Cook lasagna according to package directions. Place first layer of lasagna on bottom of 13 in x 9 in baking dish. Then divide the ground beef into two parts. Place the first layer of ground beef on top of the lasagna noodles,

then top with 1 package of cottage cheese, then top with 1 package of Aged Swiss cheese.

Repeat the layers.

Finalize with a double layer of lasagna noodles; the topmost used as a guard to avoid drying up the noodles below, and has to be discarded after baking (they will be tough and toasted, unsuitable for eating). Bake at 350 F for 30 minutes.

We (hubby, me and the boys) ate it with freshly-baked biscuits.

This is how we traditionally celebrate birthdays in our family, not quite different from what I had been doing in the PI before we moved here: I would cook to prepare for a special dinner usually consisting of lumpia, fried chicken, and spaghetti or pancit bihon, complemented with bought ice cream and cake. No luxurious and extravagant parties. No big and numerous gifts. I am glad my hubby and I agree on this. Our relatives would come later during the day to greet the birthday celebrant (me) and give their gifts and share the dessert (ice cream and cake) and chat.

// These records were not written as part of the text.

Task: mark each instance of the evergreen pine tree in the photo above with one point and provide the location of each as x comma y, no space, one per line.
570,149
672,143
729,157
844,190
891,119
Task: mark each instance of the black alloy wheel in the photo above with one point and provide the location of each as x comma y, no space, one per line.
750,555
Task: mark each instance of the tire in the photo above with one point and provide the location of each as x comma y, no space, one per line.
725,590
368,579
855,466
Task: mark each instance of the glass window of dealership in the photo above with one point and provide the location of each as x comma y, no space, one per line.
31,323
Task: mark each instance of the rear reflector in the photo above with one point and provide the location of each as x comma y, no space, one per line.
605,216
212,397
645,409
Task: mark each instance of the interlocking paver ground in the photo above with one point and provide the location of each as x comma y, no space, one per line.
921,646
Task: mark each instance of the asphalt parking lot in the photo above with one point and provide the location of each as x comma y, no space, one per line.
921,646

There was not much left after the day. I divided this leftover into 4 serving portions and hubby had one for dinner the next day, and we had it for supper as well (as per kids' request). Posted by Hello


The boys told me that "Papa's lasagna tastes yummier than yours." Funny, but I don't recall making lasagna, and neither did hubby when I told him about the boys' comment. They liked his lasagna so much that they (all 3 of us, actually, while hubby was out to bring my stepdaughter back to her other house) had it again for supper. While Ting-aling froze her leftover lasagna, I did not have the need to. Hubby requested it for dinner-at-work the next day; the boys requested to have it again for supper the next day (spared me from cooking!). Posted by Hello

5 comments:

Thess said...

I should have my husband sit down and read this post ha ha!...ang sweet naman ni mister mo Manang!


One more CHEERS! for the celebrant, hurrah!!

^_^

Unknown said...

"i second the emotion.."--smokey robinson.
i always have leftovers..this must be tastier than mine! must try.

Bix said...

mmmmm...
And Happy Birthday!

Anonymous said...

can i copy the recipe for the lasagna pls

Manang said...

hi anonymous,

sure you may! Go to comments page and click to show the post, copy and paste. I noticed I forgot to put there to bake it at 350 degress for 30 minutes.